Problem 1: Gibbs Sampling (Bivariate Normal):

Consider using Gibbs Sampling to generating random values from the random vector(X,Y) having a bivariate normal distribution with mean \(\mu\) and covariance matrix \(\Sigma\)

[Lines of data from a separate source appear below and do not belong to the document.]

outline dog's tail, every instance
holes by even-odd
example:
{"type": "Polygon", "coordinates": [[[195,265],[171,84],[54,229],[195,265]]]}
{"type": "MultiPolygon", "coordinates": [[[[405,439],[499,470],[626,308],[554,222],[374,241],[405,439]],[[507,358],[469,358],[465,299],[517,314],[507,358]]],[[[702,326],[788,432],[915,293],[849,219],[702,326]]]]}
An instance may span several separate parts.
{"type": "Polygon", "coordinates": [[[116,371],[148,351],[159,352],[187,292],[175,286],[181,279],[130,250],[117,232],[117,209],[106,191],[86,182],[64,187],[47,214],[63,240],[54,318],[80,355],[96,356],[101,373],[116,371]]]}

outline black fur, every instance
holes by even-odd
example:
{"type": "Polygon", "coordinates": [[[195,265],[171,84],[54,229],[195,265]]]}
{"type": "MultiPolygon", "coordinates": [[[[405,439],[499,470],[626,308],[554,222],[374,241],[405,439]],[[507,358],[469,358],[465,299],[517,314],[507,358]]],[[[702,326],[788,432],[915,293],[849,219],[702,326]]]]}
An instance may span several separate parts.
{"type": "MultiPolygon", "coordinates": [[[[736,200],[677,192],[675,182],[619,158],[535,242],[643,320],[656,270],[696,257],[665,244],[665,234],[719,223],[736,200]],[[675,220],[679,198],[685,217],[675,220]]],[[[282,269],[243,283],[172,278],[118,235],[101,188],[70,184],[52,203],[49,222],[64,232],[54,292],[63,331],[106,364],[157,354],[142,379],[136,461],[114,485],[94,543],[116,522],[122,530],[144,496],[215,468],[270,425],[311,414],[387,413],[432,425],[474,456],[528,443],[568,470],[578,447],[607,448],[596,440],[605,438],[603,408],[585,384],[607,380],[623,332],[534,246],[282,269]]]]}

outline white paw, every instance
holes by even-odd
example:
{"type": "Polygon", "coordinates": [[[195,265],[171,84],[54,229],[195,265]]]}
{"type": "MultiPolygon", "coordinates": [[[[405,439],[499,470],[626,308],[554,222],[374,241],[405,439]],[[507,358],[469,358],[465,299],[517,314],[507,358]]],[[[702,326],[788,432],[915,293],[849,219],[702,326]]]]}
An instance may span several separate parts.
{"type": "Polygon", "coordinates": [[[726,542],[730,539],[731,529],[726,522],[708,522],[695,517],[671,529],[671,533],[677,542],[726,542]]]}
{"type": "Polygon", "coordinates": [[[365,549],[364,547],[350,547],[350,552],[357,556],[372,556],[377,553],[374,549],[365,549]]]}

a) Write a general R program with the following input:

mu = c(1,2)
sig = matrix(c(1,.5,.5,.4),2,2)
x0 = 7 
n = 5000
gibbs.binorm <- function(mu = mu, sig = sig, x0 = x0, n = n){
pairs = matrix(0,2,n)

r = sig[1,2]/sqrt(sig[2,2]*sig[1,1])
c.y =  r*sqrt(sig[2,2]/sig[1,1])
c.x = r*sqrt(sig[1,1]/sig[2,2])

y0 = rnorm(n = 1, mean = mu[2] + c.y*(x0 - mu[1]), sd = sqrt((1-r^2)*sig[2,2]))

pairs[,1] = c(x0,y0)
for(i in 1:(n-1)){
pair.temp = c(0,pairs[2,i])

pair.temp[1] = rnorm(n =1, mean = mu[1] + c.x*(pair.temp[2] - mu[2]), sd = sqrt((1-r^2)*sig[1,1]))
pair.temp[2] = rnorm(n = 1, mean = mu[2] + c.y*(pair.temp[1] - mu[1]), sd = sqrt((1-r^2)*sig[2,2]))

pairs[,i+1] = pair.temp
}
#plot(pairs[1,1000:n],pairs[2,1000:n], xlab ="x", ylab = "y")
pairs_df = data.frame(x =pairs[1,1000:n], y = pairs[2,1000:n])
}
binorm_res = gibbs.binorm(mu,sig,x0, n)

b) Burn 1000 elements of the chain that you obtained, and produce a bivariate plot of x values versus y values. Explain, whehter your plot is what you expect.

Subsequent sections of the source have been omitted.